The document arrived with the afternoon rider.

It was four pages, precise, structured under three headings, and it was — she read it twice with the full attention it deserved — genuinely excellent. Not obstructive. Not the concerns of a wolf who wanted to prevent the mating. The concerns of a Beta General who had been thinking about the structural implications of a cross-pack formal mating between two Alphas for the last eight months and had arrived at three questions that needed answering before the pack council could consider the matter.

Heading one: succession structure. If both Alphas held formal bond status, what was the succession line for each pack in the event that one or both were incapacitated? The current arrangements assumed two separate Alpha lines. A formal mating complicated this in ways that Hadrik had mapped out in precise, quiet detail across one and a half pages.

Heading two: command authority in joint operations. Currently, joint operations had been managed by informal agreement — she and Kade took the tactical lead based on whose territory and whose operational context it was. Formal mating would, in Ironfang's traditional pack law, carry implications for command hierarchy that needed to be explicitly addressed before they became a point of contention.

Heading three: the Border Committee's independence. The alliance was partly predicated on the committee as a neutral body with equal representation from both packs. A formal mating between the senior representatives of both packs could be seen as compromising that neutrality. How did they intend to address it?
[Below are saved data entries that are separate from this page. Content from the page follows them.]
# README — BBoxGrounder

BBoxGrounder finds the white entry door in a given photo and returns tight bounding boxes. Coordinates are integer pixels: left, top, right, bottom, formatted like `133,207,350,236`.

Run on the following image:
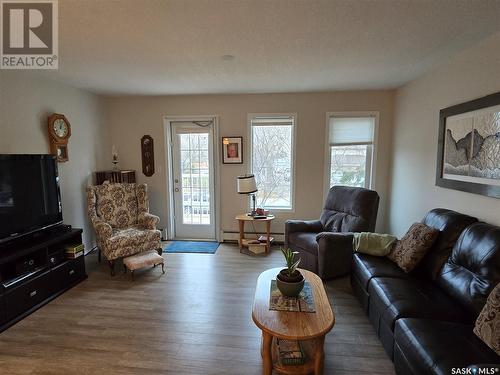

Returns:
170,121,216,239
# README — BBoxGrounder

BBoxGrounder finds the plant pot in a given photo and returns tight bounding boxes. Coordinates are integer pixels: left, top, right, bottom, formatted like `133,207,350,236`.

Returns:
276,269,305,297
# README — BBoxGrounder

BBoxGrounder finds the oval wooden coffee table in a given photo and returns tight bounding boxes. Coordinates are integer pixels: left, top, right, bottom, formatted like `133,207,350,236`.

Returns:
252,268,335,375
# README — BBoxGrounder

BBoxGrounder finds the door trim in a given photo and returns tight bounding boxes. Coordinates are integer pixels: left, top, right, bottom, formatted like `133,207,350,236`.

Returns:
164,115,221,242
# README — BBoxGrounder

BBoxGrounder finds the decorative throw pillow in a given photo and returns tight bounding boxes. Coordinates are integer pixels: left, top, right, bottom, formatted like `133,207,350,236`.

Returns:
387,223,439,273
474,283,500,356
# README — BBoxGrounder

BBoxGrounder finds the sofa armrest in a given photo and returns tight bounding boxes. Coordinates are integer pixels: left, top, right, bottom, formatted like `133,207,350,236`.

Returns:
316,232,354,279
138,212,160,230
91,218,113,240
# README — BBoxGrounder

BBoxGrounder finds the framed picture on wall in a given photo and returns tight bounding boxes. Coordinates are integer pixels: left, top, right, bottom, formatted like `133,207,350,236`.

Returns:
436,91,500,198
222,137,243,164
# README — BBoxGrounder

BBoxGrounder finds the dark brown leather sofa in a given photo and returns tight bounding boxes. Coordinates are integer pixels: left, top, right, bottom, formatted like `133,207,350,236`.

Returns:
351,208,500,374
285,186,379,279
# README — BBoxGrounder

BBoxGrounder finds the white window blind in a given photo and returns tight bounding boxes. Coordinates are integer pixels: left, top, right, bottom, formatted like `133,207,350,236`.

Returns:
327,115,377,189
251,117,294,126
329,117,375,145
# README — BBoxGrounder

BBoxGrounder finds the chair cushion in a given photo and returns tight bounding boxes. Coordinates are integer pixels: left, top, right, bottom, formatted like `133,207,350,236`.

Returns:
352,253,407,290
95,183,138,228
395,318,499,375
387,223,439,273
474,282,500,355
416,208,478,280
319,186,379,233
287,232,318,256
110,226,160,242
105,226,161,260
368,277,472,331
436,222,500,316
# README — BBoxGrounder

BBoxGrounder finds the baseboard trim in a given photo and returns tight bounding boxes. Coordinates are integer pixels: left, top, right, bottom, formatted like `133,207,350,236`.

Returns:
85,245,98,256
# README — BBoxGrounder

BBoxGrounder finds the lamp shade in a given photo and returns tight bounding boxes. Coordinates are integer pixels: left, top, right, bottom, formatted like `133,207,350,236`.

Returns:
237,174,257,194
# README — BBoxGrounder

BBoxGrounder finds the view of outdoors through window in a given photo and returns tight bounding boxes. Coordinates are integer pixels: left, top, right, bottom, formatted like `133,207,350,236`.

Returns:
330,145,369,188
251,123,293,209
179,133,211,224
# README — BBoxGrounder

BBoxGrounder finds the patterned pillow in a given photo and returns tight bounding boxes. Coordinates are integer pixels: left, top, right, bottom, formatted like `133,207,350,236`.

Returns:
474,283,500,356
387,223,439,273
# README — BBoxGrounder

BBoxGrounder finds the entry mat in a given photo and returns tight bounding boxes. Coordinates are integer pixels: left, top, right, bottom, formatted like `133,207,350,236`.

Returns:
164,241,219,254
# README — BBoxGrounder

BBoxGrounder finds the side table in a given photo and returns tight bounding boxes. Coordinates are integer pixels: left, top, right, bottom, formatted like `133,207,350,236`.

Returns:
235,214,275,255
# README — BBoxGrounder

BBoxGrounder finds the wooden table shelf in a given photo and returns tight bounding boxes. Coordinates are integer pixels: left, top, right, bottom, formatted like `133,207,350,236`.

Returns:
271,337,317,375
236,214,275,256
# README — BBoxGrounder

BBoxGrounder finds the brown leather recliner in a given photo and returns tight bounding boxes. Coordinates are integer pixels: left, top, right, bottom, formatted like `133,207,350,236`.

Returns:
285,185,379,279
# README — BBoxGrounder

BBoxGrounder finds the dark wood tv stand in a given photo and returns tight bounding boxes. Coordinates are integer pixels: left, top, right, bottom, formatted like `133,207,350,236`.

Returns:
0,227,87,333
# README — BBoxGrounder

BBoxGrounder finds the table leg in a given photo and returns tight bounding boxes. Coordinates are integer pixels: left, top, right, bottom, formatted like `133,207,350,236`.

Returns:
260,333,263,358
265,220,271,254
314,335,325,375
238,220,244,252
262,331,273,375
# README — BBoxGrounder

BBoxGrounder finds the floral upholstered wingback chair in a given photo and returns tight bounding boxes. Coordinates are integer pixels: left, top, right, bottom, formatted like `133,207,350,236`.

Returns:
87,181,162,275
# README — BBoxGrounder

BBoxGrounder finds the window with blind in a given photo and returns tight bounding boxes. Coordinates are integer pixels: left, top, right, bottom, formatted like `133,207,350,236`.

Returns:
327,115,376,189
249,114,295,210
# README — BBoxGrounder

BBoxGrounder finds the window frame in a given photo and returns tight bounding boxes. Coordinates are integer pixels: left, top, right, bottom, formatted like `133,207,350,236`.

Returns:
247,113,297,212
324,112,379,199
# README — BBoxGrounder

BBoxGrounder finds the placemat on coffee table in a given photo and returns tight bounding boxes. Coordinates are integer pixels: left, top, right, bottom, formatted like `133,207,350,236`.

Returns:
269,280,316,312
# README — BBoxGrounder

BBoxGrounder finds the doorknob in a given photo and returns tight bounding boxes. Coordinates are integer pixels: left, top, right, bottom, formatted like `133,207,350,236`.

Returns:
174,188,179,192
175,179,179,183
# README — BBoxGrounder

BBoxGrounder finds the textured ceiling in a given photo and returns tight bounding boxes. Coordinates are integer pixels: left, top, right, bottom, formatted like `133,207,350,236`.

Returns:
35,0,500,95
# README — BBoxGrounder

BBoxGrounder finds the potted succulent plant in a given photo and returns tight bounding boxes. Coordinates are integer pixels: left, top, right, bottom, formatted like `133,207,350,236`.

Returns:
276,248,305,297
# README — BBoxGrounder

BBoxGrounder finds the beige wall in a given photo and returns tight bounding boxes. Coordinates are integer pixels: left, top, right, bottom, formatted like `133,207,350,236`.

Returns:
389,31,500,236
105,91,394,237
0,71,109,250
2,30,498,248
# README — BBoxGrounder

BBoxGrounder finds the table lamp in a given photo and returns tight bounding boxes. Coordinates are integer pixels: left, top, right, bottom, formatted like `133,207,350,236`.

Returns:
237,174,258,216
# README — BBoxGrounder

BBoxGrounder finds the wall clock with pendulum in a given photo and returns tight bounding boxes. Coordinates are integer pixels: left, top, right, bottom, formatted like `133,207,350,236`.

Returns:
47,113,71,162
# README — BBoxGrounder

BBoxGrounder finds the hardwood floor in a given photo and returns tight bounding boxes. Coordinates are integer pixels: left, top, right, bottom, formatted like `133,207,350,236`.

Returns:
0,244,395,375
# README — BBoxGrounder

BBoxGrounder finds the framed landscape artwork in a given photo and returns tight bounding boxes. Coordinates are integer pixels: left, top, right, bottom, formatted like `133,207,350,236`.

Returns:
222,136,243,164
436,91,500,198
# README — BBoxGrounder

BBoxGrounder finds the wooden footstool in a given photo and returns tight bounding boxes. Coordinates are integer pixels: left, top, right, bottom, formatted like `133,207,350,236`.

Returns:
123,250,165,280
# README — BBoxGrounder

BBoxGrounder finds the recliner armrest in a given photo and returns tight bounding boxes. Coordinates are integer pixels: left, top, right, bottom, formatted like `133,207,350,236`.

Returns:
285,220,323,250
285,220,323,235
316,231,354,243
316,232,355,279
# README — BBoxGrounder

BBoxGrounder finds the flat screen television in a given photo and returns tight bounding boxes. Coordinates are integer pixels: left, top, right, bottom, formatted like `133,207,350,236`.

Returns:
0,154,62,245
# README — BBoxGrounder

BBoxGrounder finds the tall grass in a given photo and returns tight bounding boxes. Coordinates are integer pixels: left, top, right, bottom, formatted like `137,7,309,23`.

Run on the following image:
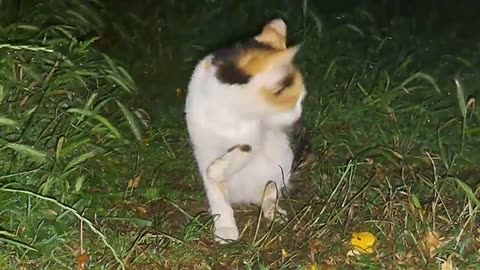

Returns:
0,0,141,268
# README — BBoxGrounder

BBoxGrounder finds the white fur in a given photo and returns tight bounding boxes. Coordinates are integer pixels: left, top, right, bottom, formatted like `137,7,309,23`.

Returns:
185,55,306,243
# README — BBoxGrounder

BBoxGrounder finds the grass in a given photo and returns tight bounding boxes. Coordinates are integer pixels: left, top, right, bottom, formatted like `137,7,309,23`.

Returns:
1,0,479,269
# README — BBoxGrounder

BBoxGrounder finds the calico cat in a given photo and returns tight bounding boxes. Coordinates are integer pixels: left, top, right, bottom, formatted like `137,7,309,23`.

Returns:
185,18,307,243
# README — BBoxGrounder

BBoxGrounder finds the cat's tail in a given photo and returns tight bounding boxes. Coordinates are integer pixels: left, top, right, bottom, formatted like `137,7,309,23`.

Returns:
290,118,315,180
She read all three headings.

Then she picked up her pen and wrote for two hours.

Her response was six pages. She sent it with the morning rider.

His reply arrived the following afternoon. Two pages — her three headings, addressed. He agreed with her succession structure proposal, offered two refinements to the command authority framework that improved it, and on the committee independence question made an argument she had not considered that shifted her position on the sequencing of the public announcement.

She wrote back. Four pages.

He wrote back. Three.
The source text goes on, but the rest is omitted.